Their families should be offered information and support, teaching not to react with feelings of guilt or accusations, but taking them to be able to face two diseases interact.
What are the key factors in effective integrated treatment?
There are several key factors in an integrated treatment program.
The treatment can be approached in stages. The first step is to establish a relationship of trust between the user and the operator. This helps to motivate the user to learn the skills for active control of their emotions and focus on the objectives.
In addition, a relationship of trust supports the user to keep on track and avoid relapse. The program is customized for each individual.
Effective treatment includes motivational interventions, which, through education, support and counseling, helps make people able to recognize their goals and to learn self-management of the disease.
Of course, counseling is a key component of services for dual diagnosis. The counseling helps to develop replicable positive examples, as well as to promote cognitive and behavioral. The advice may be in the form of individual therapy, group, or family, or a combination of these.
The person's social support is crucial. The environment has a direct impact on his decisions and his mood, so users need help to develop positive relationships and eliminate negative behaviors.
The programs provide an integrated treatment effective in the long-term hospitalization in a community that can take several months or more probably a few years. The improvement is slow even with a program of intense treatment. However, this approach prevents relapses and enhances the benefits for the user.

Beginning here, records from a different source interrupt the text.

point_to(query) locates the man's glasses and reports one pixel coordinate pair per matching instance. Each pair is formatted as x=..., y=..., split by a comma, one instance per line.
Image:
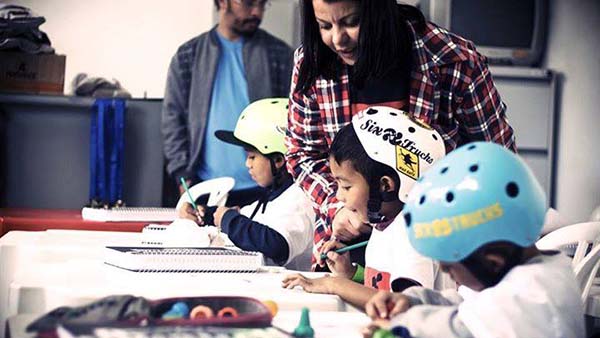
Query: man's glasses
x=253, y=3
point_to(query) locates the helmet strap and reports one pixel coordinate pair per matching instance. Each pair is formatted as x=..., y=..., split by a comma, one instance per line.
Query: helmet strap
x=374, y=203
x=476, y=264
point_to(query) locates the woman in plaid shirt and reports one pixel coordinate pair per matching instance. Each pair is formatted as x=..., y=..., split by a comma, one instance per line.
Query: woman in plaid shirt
x=358, y=53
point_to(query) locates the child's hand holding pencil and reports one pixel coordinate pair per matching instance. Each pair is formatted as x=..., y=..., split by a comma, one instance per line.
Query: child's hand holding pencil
x=337, y=257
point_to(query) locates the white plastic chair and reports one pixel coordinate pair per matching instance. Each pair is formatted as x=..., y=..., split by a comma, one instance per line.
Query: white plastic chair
x=573, y=239
x=586, y=270
x=217, y=188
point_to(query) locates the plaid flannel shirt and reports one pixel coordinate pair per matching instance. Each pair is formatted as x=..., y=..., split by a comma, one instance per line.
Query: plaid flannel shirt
x=451, y=89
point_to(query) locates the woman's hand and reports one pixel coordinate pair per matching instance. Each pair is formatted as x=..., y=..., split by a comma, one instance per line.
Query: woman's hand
x=312, y=285
x=385, y=305
x=339, y=264
x=346, y=225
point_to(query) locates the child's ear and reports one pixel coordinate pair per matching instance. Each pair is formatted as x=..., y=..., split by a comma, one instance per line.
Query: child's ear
x=494, y=261
x=279, y=160
x=387, y=184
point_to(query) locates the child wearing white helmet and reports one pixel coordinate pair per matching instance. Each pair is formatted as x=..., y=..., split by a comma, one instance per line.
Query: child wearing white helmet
x=479, y=212
x=376, y=160
x=280, y=223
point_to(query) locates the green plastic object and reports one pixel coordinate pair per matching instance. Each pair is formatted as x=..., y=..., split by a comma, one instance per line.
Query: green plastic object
x=383, y=333
x=304, y=330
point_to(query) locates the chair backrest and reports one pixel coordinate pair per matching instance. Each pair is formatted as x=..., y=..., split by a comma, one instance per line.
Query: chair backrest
x=575, y=239
x=217, y=188
x=586, y=270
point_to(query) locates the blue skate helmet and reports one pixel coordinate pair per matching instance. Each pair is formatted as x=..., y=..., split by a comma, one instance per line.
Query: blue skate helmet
x=478, y=194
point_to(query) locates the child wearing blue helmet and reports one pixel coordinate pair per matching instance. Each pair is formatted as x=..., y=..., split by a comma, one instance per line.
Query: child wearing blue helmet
x=479, y=212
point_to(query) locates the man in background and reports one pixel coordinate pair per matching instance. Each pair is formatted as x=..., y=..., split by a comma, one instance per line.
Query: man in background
x=211, y=79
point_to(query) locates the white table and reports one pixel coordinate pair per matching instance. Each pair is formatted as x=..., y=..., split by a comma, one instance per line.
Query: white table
x=40, y=271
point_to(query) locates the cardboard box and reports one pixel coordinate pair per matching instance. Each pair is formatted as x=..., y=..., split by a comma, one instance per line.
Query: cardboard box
x=32, y=73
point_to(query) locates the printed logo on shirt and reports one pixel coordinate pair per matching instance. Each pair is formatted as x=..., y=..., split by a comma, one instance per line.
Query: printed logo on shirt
x=407, y=162
x=376, y=279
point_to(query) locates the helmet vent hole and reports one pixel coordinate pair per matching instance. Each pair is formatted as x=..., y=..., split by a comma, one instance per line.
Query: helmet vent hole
x=407, y=219
x=512, y=189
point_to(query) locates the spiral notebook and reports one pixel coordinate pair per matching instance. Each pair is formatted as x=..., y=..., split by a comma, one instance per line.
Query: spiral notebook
x=170, y=259
x=125, y=214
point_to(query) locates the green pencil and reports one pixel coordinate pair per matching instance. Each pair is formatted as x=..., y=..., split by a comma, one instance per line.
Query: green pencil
x=346, y=248
x=187, y=190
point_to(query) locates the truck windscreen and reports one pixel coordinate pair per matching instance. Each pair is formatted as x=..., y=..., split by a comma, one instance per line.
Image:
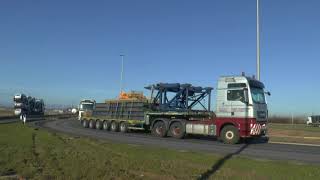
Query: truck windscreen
x=258, y=95
x=86, y=107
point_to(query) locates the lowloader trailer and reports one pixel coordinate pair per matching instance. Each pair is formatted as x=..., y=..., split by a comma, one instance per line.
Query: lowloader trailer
x=179, y=109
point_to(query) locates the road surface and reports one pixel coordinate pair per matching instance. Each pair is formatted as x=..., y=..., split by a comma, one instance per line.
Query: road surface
x=297, y=153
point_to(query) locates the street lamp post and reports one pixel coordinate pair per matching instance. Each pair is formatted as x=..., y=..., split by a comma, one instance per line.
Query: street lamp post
x=258, y=42
x=121, y=75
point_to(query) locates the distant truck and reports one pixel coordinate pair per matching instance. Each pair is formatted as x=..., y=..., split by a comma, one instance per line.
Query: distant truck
x=176, y=110
x=28, y=107
x=84, y=106
x=313, y=121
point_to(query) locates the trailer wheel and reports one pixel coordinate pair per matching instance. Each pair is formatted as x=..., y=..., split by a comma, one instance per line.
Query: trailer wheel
x=92, y=124
x=106, y=125
x=98, y=125
x=123, y=127
x=85, y=124
x=114, y=126
x=159, y=129
x=230, y=135
x=177, y=130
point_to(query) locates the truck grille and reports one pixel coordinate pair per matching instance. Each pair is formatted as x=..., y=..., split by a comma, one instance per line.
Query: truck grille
x=261, y=114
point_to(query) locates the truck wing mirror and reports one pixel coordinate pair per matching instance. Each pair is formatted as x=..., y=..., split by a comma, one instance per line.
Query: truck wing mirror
x=246, y=96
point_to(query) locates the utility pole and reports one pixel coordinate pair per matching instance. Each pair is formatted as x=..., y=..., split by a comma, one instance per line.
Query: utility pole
x=121, y=75
x=258, y=42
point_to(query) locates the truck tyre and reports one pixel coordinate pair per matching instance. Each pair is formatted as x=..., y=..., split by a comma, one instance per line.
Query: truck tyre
x=106, y=125
x=85, y=124
x=230, y=135
x=123, y=127
x=177, y=130
x=98, y=125
x=24, y=118
x=92, y=124
x=159, y=129
x=114, y=126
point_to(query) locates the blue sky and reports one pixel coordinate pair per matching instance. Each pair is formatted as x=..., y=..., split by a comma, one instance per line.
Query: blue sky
x=67, y=50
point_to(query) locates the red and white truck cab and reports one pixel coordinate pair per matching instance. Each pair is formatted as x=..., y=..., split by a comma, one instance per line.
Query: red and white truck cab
x=241, y=108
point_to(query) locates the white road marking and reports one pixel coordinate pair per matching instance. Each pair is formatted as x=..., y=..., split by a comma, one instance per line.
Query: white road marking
x=300, y=144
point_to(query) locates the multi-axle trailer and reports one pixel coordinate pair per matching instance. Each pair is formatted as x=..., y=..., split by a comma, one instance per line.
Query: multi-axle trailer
x=179, y=109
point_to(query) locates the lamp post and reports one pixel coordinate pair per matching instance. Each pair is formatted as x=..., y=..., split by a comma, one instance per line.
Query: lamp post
x=258, y=42
x=121, y=75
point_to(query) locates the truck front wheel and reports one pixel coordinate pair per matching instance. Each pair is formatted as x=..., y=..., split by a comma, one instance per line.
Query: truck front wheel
x=92, y=124
x=98, y=125
x=106, y=125
x=159, y=129
x=85, y=124
x=176, y=130
x=123, y=127
x=230, y=135
x=114, y=126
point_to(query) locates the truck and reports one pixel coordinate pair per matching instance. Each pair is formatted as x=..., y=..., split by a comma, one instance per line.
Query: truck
x=84, y=106
x=176, y=110
x=313, y=120
x=28, y=107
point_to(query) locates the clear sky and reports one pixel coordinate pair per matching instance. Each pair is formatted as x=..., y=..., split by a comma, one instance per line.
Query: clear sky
x=67, y=50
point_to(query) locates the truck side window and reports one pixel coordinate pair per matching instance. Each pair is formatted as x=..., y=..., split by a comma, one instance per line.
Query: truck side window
x=237, y=85
x=235, y=95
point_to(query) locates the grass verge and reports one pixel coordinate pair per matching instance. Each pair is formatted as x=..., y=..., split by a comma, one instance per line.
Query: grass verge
x=38, y=154
x=294, y=133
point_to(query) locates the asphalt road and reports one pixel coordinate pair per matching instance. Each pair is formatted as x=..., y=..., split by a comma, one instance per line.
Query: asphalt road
x=296, y=153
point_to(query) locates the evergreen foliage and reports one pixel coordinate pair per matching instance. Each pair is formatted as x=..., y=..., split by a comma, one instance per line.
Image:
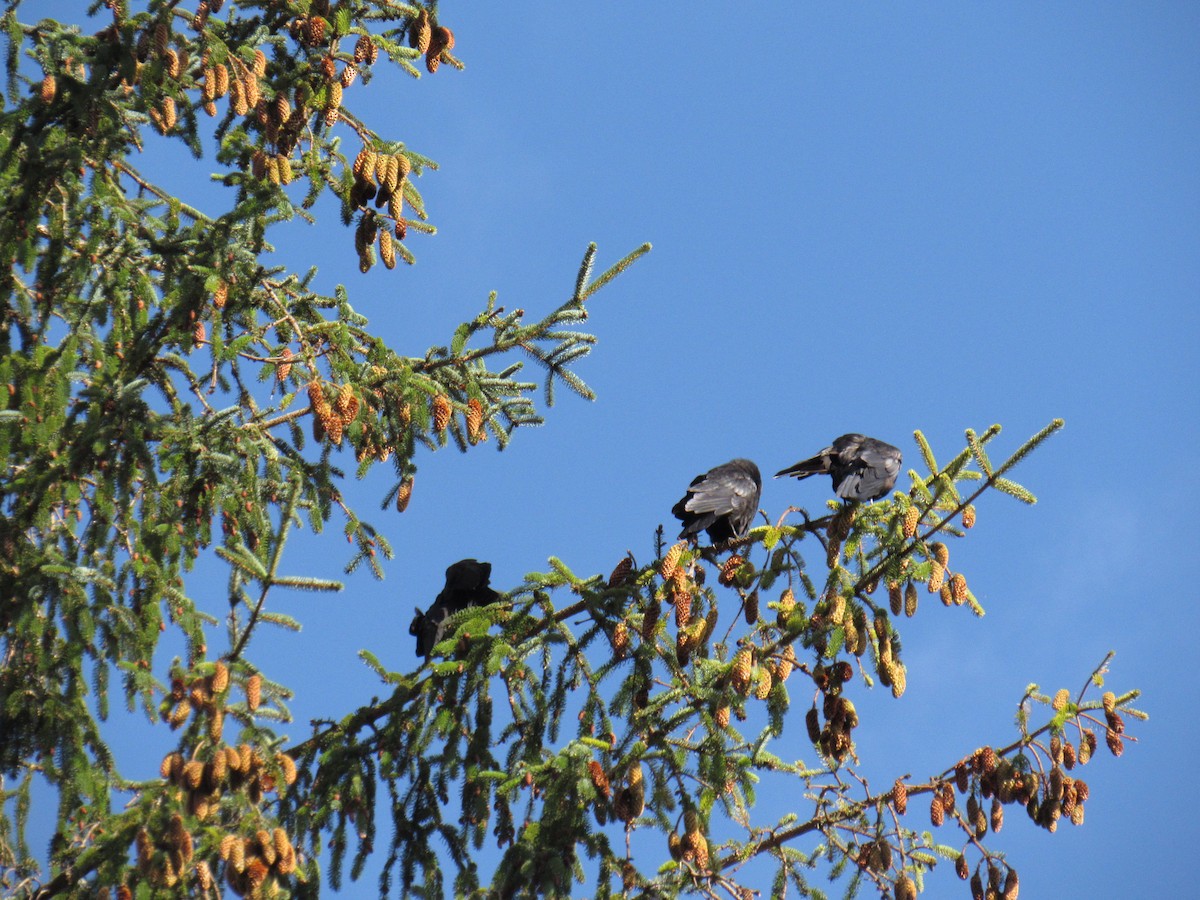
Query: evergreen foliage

To be effective, a treatment program for dual diagnosis must take into account the many aspects of life: stress management, social relationships, work, housing problem and activities. These programs address the problem of substance abuse and mental illness and provide solutions to both diseases simultaneously.
Finally, effective integrated treatment programs must be sensitive to cultural differences and characteristics of the person. The various social categories such as immigrants, the homeless, women with children and others should benefit from services tailored to their particular racial and cultural needs.